Tuesday, December 29, 2009

Taking the Time to Listen

I have always half-jokingly told people that I struggle with patience because I'm from Chicago. I hate going slow (especially in the car) in anything! Yet this lack of patience transcends the time I spend waiting in line at stores or sitting in parking lots known as our Chicago highways, it also effects my relationship with God. I struggle being still before Him. Listening to His voice. Waiting for His direction. Being in silence.
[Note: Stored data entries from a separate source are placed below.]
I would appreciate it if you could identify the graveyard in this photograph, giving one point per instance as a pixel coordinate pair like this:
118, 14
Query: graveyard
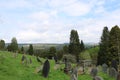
11, 68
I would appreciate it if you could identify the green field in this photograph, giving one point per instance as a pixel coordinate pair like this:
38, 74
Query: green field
11, 68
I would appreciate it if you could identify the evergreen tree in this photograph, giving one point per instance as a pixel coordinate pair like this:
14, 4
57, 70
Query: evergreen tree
82, 46
104, 46
52, 52
14, 44
114, 43
30, 50
74, 45
22, 49
2, 44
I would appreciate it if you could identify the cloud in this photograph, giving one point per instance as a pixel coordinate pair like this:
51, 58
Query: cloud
50, 21
77, 9
13, 4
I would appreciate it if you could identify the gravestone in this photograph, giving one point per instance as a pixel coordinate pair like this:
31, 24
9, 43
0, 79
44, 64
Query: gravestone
67, 67
23, 59
30, 61
114, 64
104, 68
56, 59
46, 68
74, 73
112, 72
94, 71
97, 78
38, 59
118, 76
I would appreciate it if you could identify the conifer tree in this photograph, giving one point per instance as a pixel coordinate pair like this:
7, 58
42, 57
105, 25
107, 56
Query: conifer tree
74, 45
104, 46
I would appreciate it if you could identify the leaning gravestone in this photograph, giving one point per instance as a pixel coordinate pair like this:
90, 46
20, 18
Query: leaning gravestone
46, 68
114, 64
112, 72
97, 78
67, 67
104, 68
30, 61
74, 73
94, 71
118, 76
23, 59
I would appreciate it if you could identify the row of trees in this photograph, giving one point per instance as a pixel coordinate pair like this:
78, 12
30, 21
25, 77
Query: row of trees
109, 45
75, 46
13, 47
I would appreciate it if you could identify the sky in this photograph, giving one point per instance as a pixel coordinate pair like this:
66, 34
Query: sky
50, 21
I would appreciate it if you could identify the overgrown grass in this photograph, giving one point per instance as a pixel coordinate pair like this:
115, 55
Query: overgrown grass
12, 69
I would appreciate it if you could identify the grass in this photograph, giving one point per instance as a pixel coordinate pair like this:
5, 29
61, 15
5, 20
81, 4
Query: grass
12, 69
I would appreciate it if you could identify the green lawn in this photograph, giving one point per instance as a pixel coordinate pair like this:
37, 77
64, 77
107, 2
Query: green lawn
12, 69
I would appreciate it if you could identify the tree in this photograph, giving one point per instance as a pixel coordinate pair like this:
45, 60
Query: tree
14, 44
2, 44
104, 46
74, 45
52, 52
114, 43
30, 50
82, 46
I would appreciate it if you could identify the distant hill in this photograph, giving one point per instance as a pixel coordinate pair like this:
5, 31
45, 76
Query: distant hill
46, 46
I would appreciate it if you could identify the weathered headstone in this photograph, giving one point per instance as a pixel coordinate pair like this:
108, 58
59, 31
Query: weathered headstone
56, 59
46, 68
118, 76
112, 72
114, 64
74, 73
30, 61
97, 78
104, 68
38, 59
67, 67
94, 71
23, 59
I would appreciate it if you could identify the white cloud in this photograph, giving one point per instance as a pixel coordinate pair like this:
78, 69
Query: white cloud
12, 4
77, 9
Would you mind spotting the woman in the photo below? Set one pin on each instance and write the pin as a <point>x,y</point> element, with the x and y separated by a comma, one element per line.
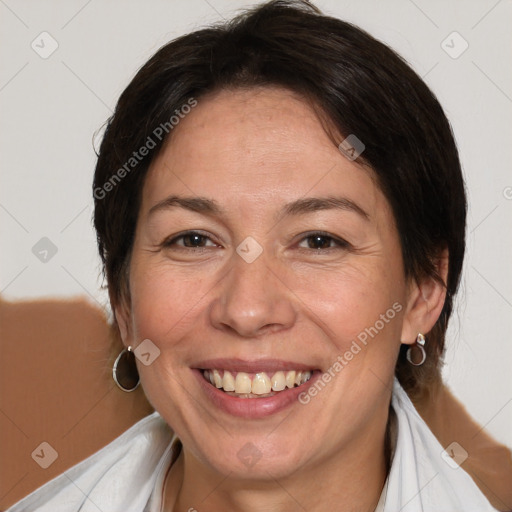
<point>280,210</point>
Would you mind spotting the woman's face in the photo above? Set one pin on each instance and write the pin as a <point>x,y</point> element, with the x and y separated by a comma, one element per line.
<point>261,250</point>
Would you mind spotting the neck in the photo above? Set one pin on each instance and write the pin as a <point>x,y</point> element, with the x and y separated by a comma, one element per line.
<point>349,480</point>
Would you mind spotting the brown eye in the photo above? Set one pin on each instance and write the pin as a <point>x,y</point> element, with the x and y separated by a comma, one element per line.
<point>194,240</point>
<point>319,242</point>
<point>191,240</point>
<point>322,241</point>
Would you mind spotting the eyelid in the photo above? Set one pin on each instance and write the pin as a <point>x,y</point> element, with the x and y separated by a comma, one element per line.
<point>336,239</point>
<point>169,241</point>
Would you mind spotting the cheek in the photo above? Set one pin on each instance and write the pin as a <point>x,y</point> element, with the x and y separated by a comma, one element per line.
<point>348,302</point>
<point>165,301</point>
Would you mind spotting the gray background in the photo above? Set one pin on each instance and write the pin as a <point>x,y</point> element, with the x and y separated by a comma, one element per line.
<point>50,109</point>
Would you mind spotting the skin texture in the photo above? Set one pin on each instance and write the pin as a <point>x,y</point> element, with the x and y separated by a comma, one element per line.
<point>77,336</point>
<point>252,152</point>
<point>56,355</point>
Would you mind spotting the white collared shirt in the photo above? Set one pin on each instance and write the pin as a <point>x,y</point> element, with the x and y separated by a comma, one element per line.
<point>128,474</point>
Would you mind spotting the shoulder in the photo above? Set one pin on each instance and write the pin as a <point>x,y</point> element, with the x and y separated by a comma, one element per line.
<point>56,366</point>
<point>423,475</point>
<point>120,476</point>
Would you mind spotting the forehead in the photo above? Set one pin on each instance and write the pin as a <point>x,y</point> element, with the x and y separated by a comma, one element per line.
<point>241,145</point>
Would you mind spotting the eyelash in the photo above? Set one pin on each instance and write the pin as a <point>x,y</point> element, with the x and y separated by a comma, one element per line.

In Henri Nouwen's book, "In the Name of Jesus: Reflections on Christian Leadership" he says, "God is a God of the present and reveals to those who are willing to listen carefully to the moment in which they live the steps they are to take toward the future." After reading this, I paused and asked myself, "What does God want to say to me that I'm not taking the time to listen to?" To be perfectly honest, this is a question that I'm still asking. With all the craziness of the Christmas season, I have yet to seriously entertain this question. I know that I need it, but keep filling my schedule with so much that I can't "schedule" Him in for more than our usual allotted time.
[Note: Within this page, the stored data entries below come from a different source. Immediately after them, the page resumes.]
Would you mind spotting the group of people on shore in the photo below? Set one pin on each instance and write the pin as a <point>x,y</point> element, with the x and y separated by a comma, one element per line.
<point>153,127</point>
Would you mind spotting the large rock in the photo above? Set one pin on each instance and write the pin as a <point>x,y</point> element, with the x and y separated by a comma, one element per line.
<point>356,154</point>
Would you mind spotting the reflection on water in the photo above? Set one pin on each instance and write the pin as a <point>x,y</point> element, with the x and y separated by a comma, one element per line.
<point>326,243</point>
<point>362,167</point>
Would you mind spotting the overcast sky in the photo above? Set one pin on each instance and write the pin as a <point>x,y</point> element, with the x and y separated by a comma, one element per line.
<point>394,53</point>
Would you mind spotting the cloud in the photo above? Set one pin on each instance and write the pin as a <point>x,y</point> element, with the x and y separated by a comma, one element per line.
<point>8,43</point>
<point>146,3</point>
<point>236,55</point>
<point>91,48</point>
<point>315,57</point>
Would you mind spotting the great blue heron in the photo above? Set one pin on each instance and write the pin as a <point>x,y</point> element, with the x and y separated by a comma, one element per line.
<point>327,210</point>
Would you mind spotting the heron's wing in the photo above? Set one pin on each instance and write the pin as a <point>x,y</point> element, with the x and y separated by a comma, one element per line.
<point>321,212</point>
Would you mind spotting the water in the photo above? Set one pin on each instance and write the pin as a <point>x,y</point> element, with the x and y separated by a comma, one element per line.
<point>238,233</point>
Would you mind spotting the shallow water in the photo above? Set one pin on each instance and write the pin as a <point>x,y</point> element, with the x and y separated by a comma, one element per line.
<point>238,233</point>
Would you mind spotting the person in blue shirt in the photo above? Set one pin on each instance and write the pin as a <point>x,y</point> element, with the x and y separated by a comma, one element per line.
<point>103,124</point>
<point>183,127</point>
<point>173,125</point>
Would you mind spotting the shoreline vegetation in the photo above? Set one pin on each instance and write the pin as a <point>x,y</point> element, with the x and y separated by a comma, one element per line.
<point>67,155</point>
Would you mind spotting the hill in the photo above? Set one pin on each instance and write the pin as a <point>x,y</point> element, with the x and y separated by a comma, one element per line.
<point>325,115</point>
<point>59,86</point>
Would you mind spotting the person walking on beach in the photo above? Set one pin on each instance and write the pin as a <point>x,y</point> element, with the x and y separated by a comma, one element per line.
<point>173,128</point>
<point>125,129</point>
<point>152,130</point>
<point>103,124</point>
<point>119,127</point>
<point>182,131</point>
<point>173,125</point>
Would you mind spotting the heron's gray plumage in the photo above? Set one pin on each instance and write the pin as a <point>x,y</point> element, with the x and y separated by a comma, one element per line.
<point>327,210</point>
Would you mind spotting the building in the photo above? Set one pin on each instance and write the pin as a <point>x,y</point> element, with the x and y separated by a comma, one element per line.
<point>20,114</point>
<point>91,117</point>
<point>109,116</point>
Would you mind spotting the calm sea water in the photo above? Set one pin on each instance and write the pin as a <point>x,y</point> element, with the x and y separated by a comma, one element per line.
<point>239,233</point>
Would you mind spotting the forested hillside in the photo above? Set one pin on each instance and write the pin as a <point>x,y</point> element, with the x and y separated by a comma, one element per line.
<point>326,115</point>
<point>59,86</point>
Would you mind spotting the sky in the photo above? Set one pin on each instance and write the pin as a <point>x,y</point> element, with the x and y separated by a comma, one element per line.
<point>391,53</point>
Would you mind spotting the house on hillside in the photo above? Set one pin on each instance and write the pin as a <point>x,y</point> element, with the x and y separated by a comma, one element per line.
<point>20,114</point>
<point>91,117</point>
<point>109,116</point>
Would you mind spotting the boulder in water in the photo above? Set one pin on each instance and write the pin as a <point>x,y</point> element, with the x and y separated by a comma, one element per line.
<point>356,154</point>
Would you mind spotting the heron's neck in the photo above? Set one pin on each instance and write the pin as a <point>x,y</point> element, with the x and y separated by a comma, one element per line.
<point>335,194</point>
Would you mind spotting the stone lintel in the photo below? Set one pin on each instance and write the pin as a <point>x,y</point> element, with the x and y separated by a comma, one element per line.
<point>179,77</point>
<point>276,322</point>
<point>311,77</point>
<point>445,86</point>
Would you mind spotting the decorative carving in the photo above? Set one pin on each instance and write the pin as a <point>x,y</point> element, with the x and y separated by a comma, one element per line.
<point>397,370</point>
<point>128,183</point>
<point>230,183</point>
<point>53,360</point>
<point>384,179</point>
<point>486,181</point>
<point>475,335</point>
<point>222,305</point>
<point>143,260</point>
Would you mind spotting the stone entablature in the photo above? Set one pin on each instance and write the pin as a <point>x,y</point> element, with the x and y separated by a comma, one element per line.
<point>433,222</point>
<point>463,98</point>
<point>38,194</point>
I don't know if this is true of where you are at, but it is for me. I so desperately long to be used by God to do something big for Him, yet too often forget that He is far more concerned about doing something big in me! I'm planning on breaking away this week to listen. I encourage you to do the same. To be still and let Him speak.

I'd really appreciate it if you'd ask me if I did break away to listen the next time you see me and post your own struggles/successes of how God is speaking to you during your "quiet" times.

Monday, December 14, 2009

The Face of the Church

Do you ever look back on things that you wrote a long time ago? I don't do this often enough, but whenever I do I can see how various thoughts, burdens, or struggles seem to resurface in my life. Just the other day I was talking to my good friend about ministry and was reminded of something I wrote in a journal many years ago. I brought it out and read to him the following, "Mike, you are to connect all ethnicities under the banner of Jesus Christ. Partner with them to stand TALL for Jesus. This will fulfill the 2nd greatest commandment and show the watching community that God is with us! Make Him real to those who do not know." The date on this is 12/31/03, when my wife and I lead a group of college students to the Urbana Missions Conference. It is amazing to see how this journal entry of nearly 6 years ago, has taken on a new life in the last two years. Not only have I had the pleasure of working next to Ramiro Cruz (our wonderfully gifted Pastor of Hispanic Ministries) and being on staff at The Bridge where one of our values is to look like the community that we live in, but I have also been recently shaped from reading a phenomenal book called "The Next Evangelicalism" by Soong-Chan Rah. Each of these factors have fanned the flame of desire to intentionally do church differently than what I have seen and mostly experienced in my life. "The Next Evangelicalism" vividly paints a compelling picture that whether we want to acknowledge it or not, the landscape of the Evangelical church is changing here in America. One of the biggest questions that it poses is how should the church respond to the nations moving next door in "OUR" neighborhoods (especially when quite a few of them are our brothers and sisters in Christ)? It convincingly concludes that any model that fails to recognize this shift as anything less than a divine opportunity for "their" church to look like the Church (i.e. the historic, redeemed, multi-ethnic people of God) must be quickly discarded. Preserving the status quo is nothing short of idolatry. So I am compelled to ask, "Are you willing to lay aside 'your' church to be the Church? If so (and I pray that is where we all land), what would this practically look like for "your" church? And most importantly what are you going to do about it?